An inquiry into Dooley’s allegation is being pursued by the Council, the auctioneer has been informed.


Council official assured McDonagh lands would be rezoned and his own downzoned

Any official inquiry into Wicklow will first and foremost have to examine how certain people were allowed to play fast and loose with normal planning and re-zoning guidelines including the manner in which lands at Newtownmountkennedy were apparently the subject of assurances between council officials and developers before any motion for their re-zoning from agricultural use were discussed by the elected councillors.
According to businessman, Brian McDonagh, in July 2008 he was offered 68 acres of land near the N11 which DLTM Taxation & Business Solutions said were worth €1.5m per acre while they were still zoned for agriculture.

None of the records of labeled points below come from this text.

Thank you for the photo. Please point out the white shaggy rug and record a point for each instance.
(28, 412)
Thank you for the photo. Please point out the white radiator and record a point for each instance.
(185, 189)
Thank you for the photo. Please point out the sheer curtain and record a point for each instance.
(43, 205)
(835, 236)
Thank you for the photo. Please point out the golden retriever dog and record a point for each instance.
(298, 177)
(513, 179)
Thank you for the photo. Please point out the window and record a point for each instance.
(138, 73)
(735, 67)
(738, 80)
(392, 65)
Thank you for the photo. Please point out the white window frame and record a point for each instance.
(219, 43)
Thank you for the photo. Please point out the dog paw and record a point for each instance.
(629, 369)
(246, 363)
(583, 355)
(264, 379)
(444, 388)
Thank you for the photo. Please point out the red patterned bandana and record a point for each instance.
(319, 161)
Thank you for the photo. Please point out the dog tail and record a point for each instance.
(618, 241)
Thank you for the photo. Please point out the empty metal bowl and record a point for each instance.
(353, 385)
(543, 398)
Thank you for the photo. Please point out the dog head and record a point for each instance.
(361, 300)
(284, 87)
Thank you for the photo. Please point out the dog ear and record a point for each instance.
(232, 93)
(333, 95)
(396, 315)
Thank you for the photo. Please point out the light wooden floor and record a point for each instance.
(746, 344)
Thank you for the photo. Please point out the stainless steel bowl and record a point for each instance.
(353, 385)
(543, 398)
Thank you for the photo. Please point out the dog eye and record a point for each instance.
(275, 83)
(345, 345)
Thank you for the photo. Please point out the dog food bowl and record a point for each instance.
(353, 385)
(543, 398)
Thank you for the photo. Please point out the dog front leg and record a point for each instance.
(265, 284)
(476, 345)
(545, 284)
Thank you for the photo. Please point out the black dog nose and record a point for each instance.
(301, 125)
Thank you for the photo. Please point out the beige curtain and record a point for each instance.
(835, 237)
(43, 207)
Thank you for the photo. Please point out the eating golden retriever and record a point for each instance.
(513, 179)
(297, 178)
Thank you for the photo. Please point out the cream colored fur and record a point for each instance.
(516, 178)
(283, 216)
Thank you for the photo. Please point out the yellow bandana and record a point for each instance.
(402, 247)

“Needless to say, once planning approval is received, this value will increase substantially”, a letter on 30th July 2008 from Ray Murphy of DLTM to McDonagh stated.
According to the letter, a link road through the site “has been included in the Local Area Plan (LAP) for Co Wicklow and there is considerable support within the Council for the proposed (mixed commercial/light industrial) development”.

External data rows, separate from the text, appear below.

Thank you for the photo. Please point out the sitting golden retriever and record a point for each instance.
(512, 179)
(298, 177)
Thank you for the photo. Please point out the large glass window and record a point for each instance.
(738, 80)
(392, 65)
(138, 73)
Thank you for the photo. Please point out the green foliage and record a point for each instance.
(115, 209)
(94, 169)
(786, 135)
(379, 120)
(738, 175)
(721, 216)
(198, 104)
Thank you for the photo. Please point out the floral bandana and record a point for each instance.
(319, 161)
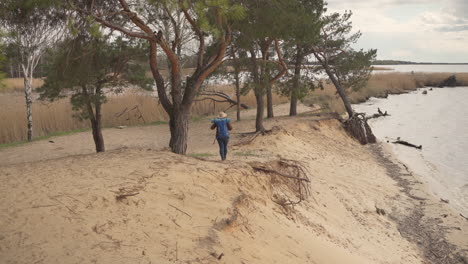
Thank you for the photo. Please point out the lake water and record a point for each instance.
(424, 68)
(439, 122)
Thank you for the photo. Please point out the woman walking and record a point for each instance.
(222, 125)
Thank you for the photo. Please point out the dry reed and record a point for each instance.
(380, 85)
(141, 108)
(120, 110)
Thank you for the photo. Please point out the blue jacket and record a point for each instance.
(222, 127)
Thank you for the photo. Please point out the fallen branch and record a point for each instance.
(279, 173)
(466, 218)
(125, 195)
(211, 95)
(180, 210)
(405, 143)
(379, 114)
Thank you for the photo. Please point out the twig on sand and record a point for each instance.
(173, 220)
(125, 195)
(180, 210)
(398, 141)
(279, 173)
(466, 218)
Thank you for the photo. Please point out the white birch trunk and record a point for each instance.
(28, 79)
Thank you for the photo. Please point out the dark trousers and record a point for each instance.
(223, 147)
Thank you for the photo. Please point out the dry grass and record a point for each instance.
(140, 109)
(380, 85)
(120, 110)
(17, 85)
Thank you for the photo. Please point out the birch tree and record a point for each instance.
(209, 22)
(32, 27)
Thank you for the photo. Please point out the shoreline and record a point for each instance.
(436, 228)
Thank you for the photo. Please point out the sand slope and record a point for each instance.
(187, 210)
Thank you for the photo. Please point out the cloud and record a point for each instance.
(454, 28)
(416, 30)
(376, 3)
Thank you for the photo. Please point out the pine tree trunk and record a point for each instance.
(295, 87)
(269, 101)
(97, 135)
(178, 125)
(260, 112)
(340, 91)
(97, 128)
(28, 95)
(237, 94)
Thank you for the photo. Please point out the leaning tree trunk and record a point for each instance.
(238, 105)
(178, 124)
(97, 127)
(260, 111)
(28, 79)
(295, 87)
(356, 125)
(95, 117)
(269, 101)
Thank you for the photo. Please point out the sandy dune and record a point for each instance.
(140, 205)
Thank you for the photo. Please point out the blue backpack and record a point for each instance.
(221, 125)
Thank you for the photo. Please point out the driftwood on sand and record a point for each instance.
(405, 143)
(378, 114)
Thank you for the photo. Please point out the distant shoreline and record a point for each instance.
(393, 62)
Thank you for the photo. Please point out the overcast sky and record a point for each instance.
(414, 30)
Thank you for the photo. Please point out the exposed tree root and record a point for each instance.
(358, 128)
(379, 114)
(288, 178)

It continued: “Our clients have been informed by the Council that there is unprecedented interest in the site due to its proximity to the N11 and unique access to the county’s arterial corridors. The Council itself has a vested interest in promoting development because of the much needed revenue it can generate for the county”.

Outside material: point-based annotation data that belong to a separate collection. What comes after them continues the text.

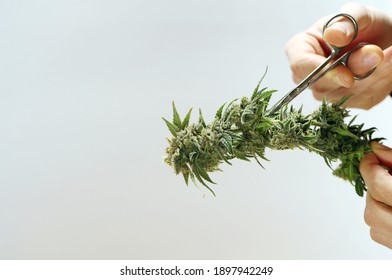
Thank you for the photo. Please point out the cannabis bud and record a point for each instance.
(244, 128)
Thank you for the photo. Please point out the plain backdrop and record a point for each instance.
(83, 87)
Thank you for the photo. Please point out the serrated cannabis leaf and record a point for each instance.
(243, 129)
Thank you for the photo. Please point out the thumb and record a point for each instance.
(383, 153)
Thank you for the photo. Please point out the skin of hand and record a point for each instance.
(307, 50)
(376, 169)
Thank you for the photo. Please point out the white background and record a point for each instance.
(83, 86)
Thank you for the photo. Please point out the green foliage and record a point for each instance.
(244, 129)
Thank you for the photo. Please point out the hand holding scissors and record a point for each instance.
(338, 56)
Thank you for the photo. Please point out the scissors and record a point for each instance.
(341, 53)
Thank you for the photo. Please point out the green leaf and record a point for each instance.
(185, 121)
(342, 100)
(176, 116)
(173, 128)
(186, 177)
(345, 132)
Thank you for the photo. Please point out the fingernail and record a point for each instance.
(337, 79)
(379, 147)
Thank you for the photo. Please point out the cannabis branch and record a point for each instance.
(244, 129)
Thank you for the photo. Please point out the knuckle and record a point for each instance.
(374, 235)
(369, 216)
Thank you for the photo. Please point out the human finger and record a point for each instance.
(376, 176)
(365, 59)
(378, 215)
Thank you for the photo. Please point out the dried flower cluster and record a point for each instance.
(244, 128)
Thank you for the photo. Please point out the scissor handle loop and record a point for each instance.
(336, 50)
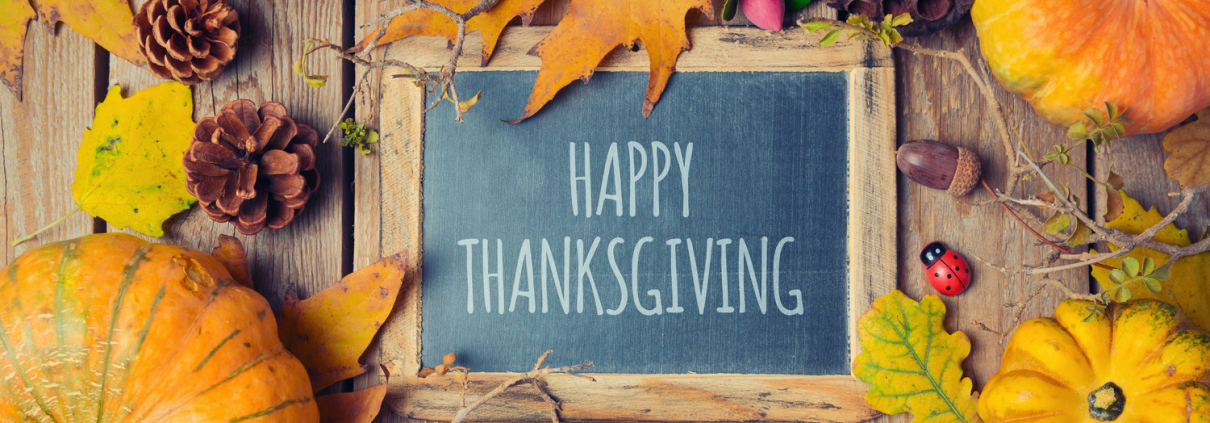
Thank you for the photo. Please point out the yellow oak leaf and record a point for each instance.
(1190, 146)
(426, 22)
(1186, 288)
(911, 363)
(593, 28)
(330, 330)
(361, 406)
(15, 17)
(128, 167)
(107, 22)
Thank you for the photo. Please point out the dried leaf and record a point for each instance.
(128, 168)
(361, 406)
(911, 363)
(330, 330)
(1186, 288)
(1190, 146)
(592, 29)
(15, 17)
(107, 22)
(426, 22)
(230, 253)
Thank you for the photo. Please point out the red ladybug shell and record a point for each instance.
(946, 271)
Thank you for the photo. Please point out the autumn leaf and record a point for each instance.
(592, 29)
(427, 22)
(107, 22)
(911, 363)
(128, 167)
(15, 17)
(230, 253)
(330, 330)
(1186, 288)
(361, 406)
(1190, 146)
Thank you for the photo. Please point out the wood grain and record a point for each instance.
(40, 137)
(871, 192)
(645, 398)
(938, 100)
(307, 251)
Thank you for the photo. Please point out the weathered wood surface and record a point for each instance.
(309, 251)
(64, 73)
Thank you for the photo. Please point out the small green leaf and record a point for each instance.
(830, 39)
(1118, 276)
(1095, 115)
(902, 19)
(1131, 266)
(1077, 131)
(1152, 285)
(810, 25)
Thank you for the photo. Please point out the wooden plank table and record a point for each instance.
(347, 226)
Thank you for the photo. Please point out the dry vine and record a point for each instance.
(442, 82)
(1023, 166)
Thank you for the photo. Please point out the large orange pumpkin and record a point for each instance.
(1151, 57)
(110, 328)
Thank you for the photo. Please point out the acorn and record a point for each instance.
(939, 166)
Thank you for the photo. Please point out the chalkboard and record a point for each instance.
(534, 233)
(789, 139)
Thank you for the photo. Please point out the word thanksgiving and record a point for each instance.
(543, 267)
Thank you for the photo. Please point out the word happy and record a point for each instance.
(693, 274)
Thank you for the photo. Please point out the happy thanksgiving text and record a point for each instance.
(485, 258)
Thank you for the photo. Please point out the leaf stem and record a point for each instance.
(28, 237)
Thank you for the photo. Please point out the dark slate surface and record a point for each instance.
(768, 160)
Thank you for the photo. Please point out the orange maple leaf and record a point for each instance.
(426, 22)
(330, 330)
(594, 28)
(15, 17)
(107, 22)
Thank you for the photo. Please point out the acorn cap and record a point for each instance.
(967, 174)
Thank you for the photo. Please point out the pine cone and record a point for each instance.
(252, 167)
(928, 16)
(188, 40)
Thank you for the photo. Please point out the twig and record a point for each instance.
(533, 375)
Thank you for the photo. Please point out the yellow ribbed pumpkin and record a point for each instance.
(1151, 57)
(1140, 361)
(110, 328)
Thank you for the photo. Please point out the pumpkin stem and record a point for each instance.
(1106, 403)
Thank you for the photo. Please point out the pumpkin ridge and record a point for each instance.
(236, 372)
(192, 325)
(132, 267)
(24, 377)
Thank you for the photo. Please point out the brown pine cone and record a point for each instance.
(928, 16)
(252, 167)
(188, 40)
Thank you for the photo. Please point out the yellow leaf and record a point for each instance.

In early August 2008, the McDonaghs were offered the agriculture-zoned lands by an agent for developer, David Agar, and when they queried how zoning for industrial use could be guaranteed they were invited to meet a senior executive of the council. Council official, Tony O’Neill, met McDonagh and his brother a few days later at the Marriott Hotel at Druid’s Glen and gave them an absolute “99.5%” assurance that the Agar lands would be re-zoned for local employment at the September meeting of the council a couple of weeks later.
What is peculiar in all this is that the DLTM letter pre-dates the making of the LAP for Wicklow and that commitments appeared to have been provided by council officials before any decision by elected members to re-zone the lands controlled by developers Agar and Jim Wood among others, including nine acres owned by the council.
The meeting to make these decisions was not due until 1st September 2008 when the lands were indeed re-zoned ‘E’ for employment use.
What has infuriated McDonagh and his family is that industrial-zoned lands they had purchased across the road were de-zoned from industrial to agriculture at the same council meeting. It was clear when he was approached with the offer from DLTM to buy the Agar owned lands the people behind the offer, and indeed the council executives, were not aware that he and his family already owned zoned lands in the immediate area.
When McDonagh kicked up a fuss about this blatant abuse of his rights after the de-zoning of his lands he was contacted by Fianna Fáil Councillor, Pat Vance, then chairman of the special planning committee of the council and at a hastily organised meeting in the Ramada Hotel in Bray was offered a re-zoning on his lands as long as it did not conflict with the zoning on the Agar lands.
The McDonagh lands were subsequently zoned exclusively for a data centre, a project which the family pursued before meeting even more obstruction from the council and other state agencies and ending up in financial ruin.